Ultimately, the study found that CBD was tolerable for dogs and gained support to move to a second clinical trial that will look at 34 dogs with epilepsy and 24 dogs with osteoarthritis. Research is important, Gradilla said, because of the legalization of recreational marijuana in a number of states, but veterinarians are not legally allowed to prescribe or recommend it. This lack of research and oversight has led to a “buyer beware” market, she said, with a number of companies popping up online that don’t thoroughly label their products or sometimes incorrectly label them. Because of its lack of federal oversight, CBD is also occasionally marketed for ridiculous issues, she said, like to help cats not be afraid of the litter box or to keep them meowing all the time.
How to Administer Medical Marijuana to Your Pet
“Because there is a lack of adequate control of dosing, this can result in overdosing, but mostly under-dosing,” Gradilla said. For pet owners looking to dabble in marijuana to help aching pets, she believes that oil-based products have the best absorption rate. After reviewing three CBD websites targeting pet owners, she found that Rx Vitamins provided the most information about formulations, side effects and dosing.
It’s important to look at the amount of CBD in each dosage, according to Gradilla, as a 300-milligram capsule could contain only a small percentage of CBD. The extraction process is also important. Extraction by CO2 is considered safest for animals, as opposed to using solvents like ethanol, which can be toxic for smaller animals. While not much is known about dosing so far, Gradilla said one of the suggested approaches for administering hemp-derived CBD products goes as follows:
- Administer 0.1 to 0.5 milligrams of CBD for every kilogram your pet weighs twice per day.
- Start low, and increase the dosage every two weeks until your pet sees therapeutic effects.
- Stay with your pet for a few hours after administering medicine to ensure your pet tolerates it.
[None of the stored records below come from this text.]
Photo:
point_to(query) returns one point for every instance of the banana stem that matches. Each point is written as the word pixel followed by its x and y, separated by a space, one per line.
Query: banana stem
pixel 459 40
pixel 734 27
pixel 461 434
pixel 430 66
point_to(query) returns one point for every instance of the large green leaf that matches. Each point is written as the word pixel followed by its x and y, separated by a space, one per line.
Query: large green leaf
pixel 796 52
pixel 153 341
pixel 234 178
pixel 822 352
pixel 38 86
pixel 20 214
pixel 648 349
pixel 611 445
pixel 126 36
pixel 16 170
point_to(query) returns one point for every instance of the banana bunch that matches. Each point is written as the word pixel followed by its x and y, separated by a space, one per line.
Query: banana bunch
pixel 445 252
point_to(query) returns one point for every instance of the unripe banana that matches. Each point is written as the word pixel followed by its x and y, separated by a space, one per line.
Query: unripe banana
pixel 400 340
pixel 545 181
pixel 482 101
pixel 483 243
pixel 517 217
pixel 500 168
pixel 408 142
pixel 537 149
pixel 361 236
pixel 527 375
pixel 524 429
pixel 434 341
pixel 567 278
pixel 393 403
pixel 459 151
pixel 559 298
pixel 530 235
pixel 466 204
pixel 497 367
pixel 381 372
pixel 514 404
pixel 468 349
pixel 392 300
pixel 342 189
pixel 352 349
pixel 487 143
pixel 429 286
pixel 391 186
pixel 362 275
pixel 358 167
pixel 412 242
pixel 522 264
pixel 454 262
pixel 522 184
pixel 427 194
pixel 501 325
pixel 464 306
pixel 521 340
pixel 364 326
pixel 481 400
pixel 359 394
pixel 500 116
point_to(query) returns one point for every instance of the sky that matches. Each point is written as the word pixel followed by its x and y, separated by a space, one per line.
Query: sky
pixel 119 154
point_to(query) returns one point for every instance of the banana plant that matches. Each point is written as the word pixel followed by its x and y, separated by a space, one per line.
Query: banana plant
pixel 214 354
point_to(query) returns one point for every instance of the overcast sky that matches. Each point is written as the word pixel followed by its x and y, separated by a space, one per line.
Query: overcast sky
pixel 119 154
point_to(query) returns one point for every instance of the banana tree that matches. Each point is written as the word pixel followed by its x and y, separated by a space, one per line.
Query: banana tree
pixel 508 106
- Mix as much THC in with the CBD as the animal is comfortable with – but take it very slow.
- Some vets recommend starting with a 20:1 ratio of CBD to THC, and adding slightly more THC each time until it reaches a therapeutic level.
“Medical marijuana itself is a very individualized medicine,” she said, adding that physiologies in humans and animals can change over time, so the dosing needs could as well. While most people lean toward non-psychoactive CBD for medical purposes, as it’s been shown to treat inflammation, anxiety, pain, sleep issues and epilepsy, Gradilla said that using a whole plant product is usually more effective. There are more than 500 compounds in the cannabis plant, and they appear to create an “entourage effect,” working together to produce the best results, according to numerous doctors and scientists.
An Israeli study Gradilla cited found that when lab mice were given only purified CBD, the effect had a bell-shaped curve and there was a very narrow therapeutic window. But when the mice were given plant extracts with low amounts of THC and high amounts of CBD, there was a clear correlation with the therapy.
While veterinarians can’t prescribe marijuana to help pets, the Colorado Veterinary Medical Association has said that they are obligated to educate pet owners on the uses and risks involved with medical marijuana, according to Gradilla, and the American Holistic Veterinary Medical Association has encouraged more research into safety and dosing. “They feel that there is a growing body of evidence that this medicine can help pain and chronic illness and contribute to a quality of life,” Gradilla said of the governing bodies for Colorado veterinarians.